Thanks for taking the time to look through the photos and comment. Yes, the more I research this, it appears that the number of homeless in all of Japan ranges anywhere from 24,000-26,000 people. In Tokyo alone, there are about 4,000-5,000. One of the problems is that the government doesn’t like to acknowledge the problem, hence, for the most part, they ignore it. No arrests, no nothing. Just ignore it. Japan views it as a sign of weakness to let this problem be made known worldwide. In the States, you can bet that a large percentage of homeless people are drug addicted, mentally ill…but, in Japan, where I’m sure that is the case to some extent, (but on a much smaller scale) the real issue is their employment structures and how it really is almost impossible for a single Japanese man 35+ years old to get a job. Culturally, they believe that a single man isn’t as responsible as a married one with a family who would show more commitment to the company, etc…these guys are kind of in a situation (since it goes without acknowledgement/aid) to not be able to get off the streets!

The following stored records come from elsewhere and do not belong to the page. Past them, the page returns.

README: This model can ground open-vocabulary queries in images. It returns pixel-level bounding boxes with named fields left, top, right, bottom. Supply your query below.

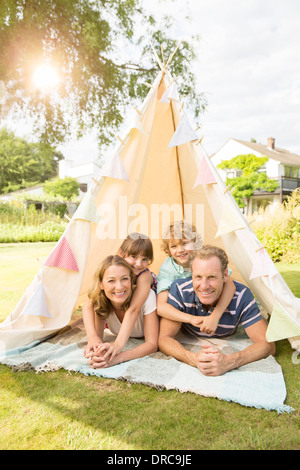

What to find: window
left=225, top=169, right=242, bottom=179
left=284, top=166, right=300, bottom=178
left=79, top=183, right=88, bottom=192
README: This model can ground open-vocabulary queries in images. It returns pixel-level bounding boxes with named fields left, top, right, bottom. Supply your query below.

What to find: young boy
left=157, top=221, right=236, bottom=335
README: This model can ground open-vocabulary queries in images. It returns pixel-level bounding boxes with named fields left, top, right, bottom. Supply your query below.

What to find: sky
left=147, top=0, right=300, bottom=157
left=5, top=0, right=300, bottom=163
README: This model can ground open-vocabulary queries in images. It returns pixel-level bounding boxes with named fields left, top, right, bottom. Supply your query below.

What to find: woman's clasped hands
left=84, top=341, right=119, bottom=369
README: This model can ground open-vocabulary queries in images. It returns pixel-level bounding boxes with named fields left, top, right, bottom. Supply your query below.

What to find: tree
left=0, top=127, right=63, bottom=193
left=217, top=154, right=279, bottom=209
left=0, top=0, right=205, bottom=148
left=43, top=176, right=79, bottom=200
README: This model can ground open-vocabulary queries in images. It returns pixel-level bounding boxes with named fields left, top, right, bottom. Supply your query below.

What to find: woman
left=82, top=255, right=158, bottom=368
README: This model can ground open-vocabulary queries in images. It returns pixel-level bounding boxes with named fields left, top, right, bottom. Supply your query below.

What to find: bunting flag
left=44, top=236, right=79, bottom=272
left=249, top=248, right=278, bottom=280
left=22, top=281, right=52, bottom=318
left=129, top=108, right=145, bottom=134
left=90, top=176, right=104, bottom=197
left=72, top=191, right=101, bottom=223
left=193, top=156, right=217, bottom=187
left=266, top=301, right=300, bottom=342
left=215, top=201, right=247, bottom=238
left=100, top=152, right=129, bottom=182
left=160, top=81, right=180, bottom=103
left=0, top=80, right=6, bottom=104
left=168, top=115, right=199, bottom=148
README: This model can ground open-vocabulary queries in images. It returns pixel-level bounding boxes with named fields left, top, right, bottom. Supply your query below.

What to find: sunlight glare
left=32, top=64, right=60, bottom=90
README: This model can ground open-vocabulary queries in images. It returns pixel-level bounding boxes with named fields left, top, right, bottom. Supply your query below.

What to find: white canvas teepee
left=1, top=46, right=300, bottom=354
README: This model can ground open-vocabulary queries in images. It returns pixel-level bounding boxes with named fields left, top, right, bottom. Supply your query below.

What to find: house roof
left=0, top=184, right=44, bottom=199
left=233, top=139, right=300, bottom=166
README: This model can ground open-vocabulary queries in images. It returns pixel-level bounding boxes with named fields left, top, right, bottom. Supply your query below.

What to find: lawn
left=0, top=243, right=299, bottom=450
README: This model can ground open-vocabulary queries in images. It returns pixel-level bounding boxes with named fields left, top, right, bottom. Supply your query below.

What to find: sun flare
left=32, top=64, right=60, bottom=90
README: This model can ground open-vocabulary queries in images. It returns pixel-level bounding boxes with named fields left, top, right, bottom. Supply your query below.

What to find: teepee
left=1, top=44, right=300, bottom=354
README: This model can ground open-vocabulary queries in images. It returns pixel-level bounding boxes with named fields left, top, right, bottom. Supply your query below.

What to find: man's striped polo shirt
left=168, top=277, right=263, bottom=338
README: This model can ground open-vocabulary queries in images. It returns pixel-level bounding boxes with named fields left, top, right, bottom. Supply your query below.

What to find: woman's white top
left=106, top=289, right=157, bottom=338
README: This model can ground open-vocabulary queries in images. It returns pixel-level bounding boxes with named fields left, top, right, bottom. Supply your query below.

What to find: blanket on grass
left=0, top=318, right=293, bottom=413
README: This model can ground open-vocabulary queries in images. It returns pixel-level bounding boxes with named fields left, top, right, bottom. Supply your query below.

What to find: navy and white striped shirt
left=168, top=278, right=262, bottom=338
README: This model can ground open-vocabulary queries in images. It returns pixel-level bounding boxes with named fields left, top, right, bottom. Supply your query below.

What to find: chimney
left=268, top=137, right=275, bottom=150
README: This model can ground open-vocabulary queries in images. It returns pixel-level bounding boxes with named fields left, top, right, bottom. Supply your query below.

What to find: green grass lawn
left=0, top=243, right=299, bottom=450
left=0, top=243, right=57, bottom=321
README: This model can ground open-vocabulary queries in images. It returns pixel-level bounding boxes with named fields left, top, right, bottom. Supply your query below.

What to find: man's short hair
left=192, top=245, right=229, bottom=274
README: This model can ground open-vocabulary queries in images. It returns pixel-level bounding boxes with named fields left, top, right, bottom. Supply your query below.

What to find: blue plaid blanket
left=0, top=318, right=293, bottom=413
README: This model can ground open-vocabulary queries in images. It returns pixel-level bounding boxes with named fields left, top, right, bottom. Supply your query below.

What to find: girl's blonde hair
left=88, top=255, right=135, bottom=320
left=119, top=233, right=154, bottom=264
left=161, top=220, right=203, bottom=256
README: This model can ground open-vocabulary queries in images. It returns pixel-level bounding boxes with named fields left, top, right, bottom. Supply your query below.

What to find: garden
left=1, top=0, right=299, bottom=452
left=0, top=176, right=80, bottom=243
left=0, top=190, right=299, bottom=450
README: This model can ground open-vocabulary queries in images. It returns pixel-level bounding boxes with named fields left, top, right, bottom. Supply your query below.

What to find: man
left=158, top=245, right=276, bottom=376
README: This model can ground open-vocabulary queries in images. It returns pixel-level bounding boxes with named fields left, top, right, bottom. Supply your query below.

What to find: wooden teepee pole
left=166, top=39, right=183, bottom=69
left=161, top=45, right=166, bottom=69
left=150, top=39, right=183, bottom=72
left=150, top=41, right=164, bottom=71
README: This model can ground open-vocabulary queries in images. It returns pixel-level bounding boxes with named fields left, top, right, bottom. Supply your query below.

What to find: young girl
left=119, top=233, right=157, bottom=294
left=157, top=220, right=236, bottom=335
left=83, top=255, right=158, bottom=368
left=84, top=233, right=157, bottom=365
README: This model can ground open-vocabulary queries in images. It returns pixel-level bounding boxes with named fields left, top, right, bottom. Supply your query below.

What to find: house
left=58, top=159, right=100, bottom=194
left=211, top=137, right=300, bottom=214
left=0, top=184, right=44, bottom=203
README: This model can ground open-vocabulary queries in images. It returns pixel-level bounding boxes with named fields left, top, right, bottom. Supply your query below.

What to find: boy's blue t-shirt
left=156, top=257, right=191, bottom=294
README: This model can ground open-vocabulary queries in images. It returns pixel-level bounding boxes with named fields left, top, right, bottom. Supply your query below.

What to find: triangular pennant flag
left=129, top=109, right=145, bottom=134
left=22, top=281, right=52, bottom=318
left=193, top=156, right=217, bottom=187
left=215, top=201, right=247, bottom=238
left=168, top=115, right=199, bottom=148
left=100, top=152, right=129, bottom=182
left=160, top=82, right=180, bottom=103
left=73, top=191, right=101, bottom=223
left=44, top=236, right=79, bottom=271
left=0, top=80, right=6, bottom=104
left=90, top=176, right=104, bottom=197
left=249, top=248, right=278, bottom=280
left=266, top=301, right=300, bottom=342
left=168, top=82, right=180, bottom=101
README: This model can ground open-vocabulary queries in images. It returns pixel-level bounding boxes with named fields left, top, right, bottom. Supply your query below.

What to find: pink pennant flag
left=44, top=236, right=79, bottom=272
left=249, top=248, right=278, bottom=280
left=249, top=249, right=268, bottom=280
left=193, top=156, right=217, bottom=188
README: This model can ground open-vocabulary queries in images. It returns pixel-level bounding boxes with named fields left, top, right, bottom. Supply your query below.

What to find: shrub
left=0, top=201, right=68, bottom=242
left=43, top=177, right=80, bottom=200
left=0, top=221, right=67, bottom=243
left=249, top=189, right=300, bottom=263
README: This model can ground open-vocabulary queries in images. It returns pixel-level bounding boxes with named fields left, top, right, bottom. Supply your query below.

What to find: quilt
left=0, top=318, right=293, bottom=413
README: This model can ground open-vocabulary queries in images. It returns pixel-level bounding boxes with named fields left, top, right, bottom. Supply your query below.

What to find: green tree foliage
left=217, top=154, right=279, bottom=208
left=0, top=0, right=205, bottom=147
left=43, top=176, right=79, bottom=200
left=219, top=154, right=269, bottom=175
left=0, top=127, right=63, bottom=193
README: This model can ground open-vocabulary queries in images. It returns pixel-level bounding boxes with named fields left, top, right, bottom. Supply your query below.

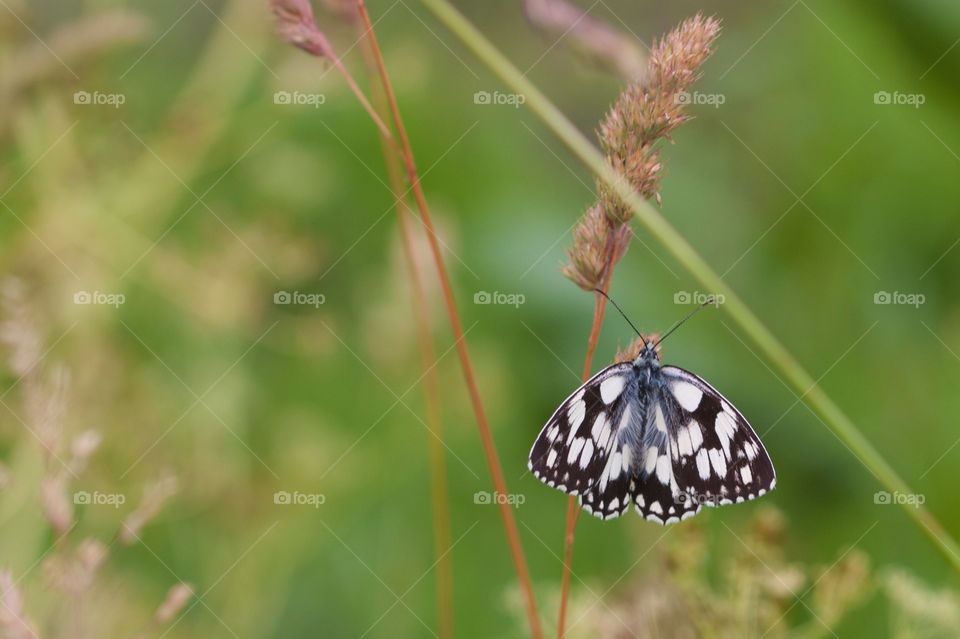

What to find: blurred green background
left=1, top=0, right=959, bottom=636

Such wasted talent to ignore single men over 34-40 and relegate them to homelessness. I never would have imagined. The “homes” they have created inside these shelters are impressive. How do they manage to eat? Are there “soup kitchens” or some type of public benefit that covers food and such?
Milfordstreet, we’ve seen men queueing for food, distributed late at night in different parts of Tokyo when we’ve been in the city. It seemed to be rice in a disposable bowl and a hot drink. The men queued and were sent forward to the food table in small groups. All very silent and orderly. Almost surreal. We’ve seen men preparing their beds for the night in the pedestrian tunnel from Ueno station and a village of tarpaulin and cardboard shelters under the bridges along the Sumida River. The first year we visited Japan, we saw few homeless people and it was noticeably different to the situation in UK cities. The last couple of years there has been a marked increase. It’s very sad. We’ve also seen people selling The Big Issue, which is an initiative started in the UK that gives homeless people the opportunity to earn money by selling the Big Issue magazine.
The work culture in Japan is a strange one. I found Nakane Chie’s book Japanese Society (Pelican 1973) very interesting in its sociological study of its development.
The film Tokyo Sonata that came out a few years ago is also interesting in its depiction of two married salarymen who lose their jobs but can’t tell their wives.
Wow – Thank you for the reply. It sounds very sad. Perhaps having turned 50 in the past year, I think that could be me (thugh I am no longer single). I think I’m really bothered by seeing wasted talent and whole classes of people being marginalized. I appreciate the references. I may be able to get them though our college library.
I wonder what happens to these structures during a typhoon like the one that just swept through western. Japan. My (old) apartment building was flinching and fluctuating under the pressing gales – they would have to really tie those tarps down well to prevent them flying away.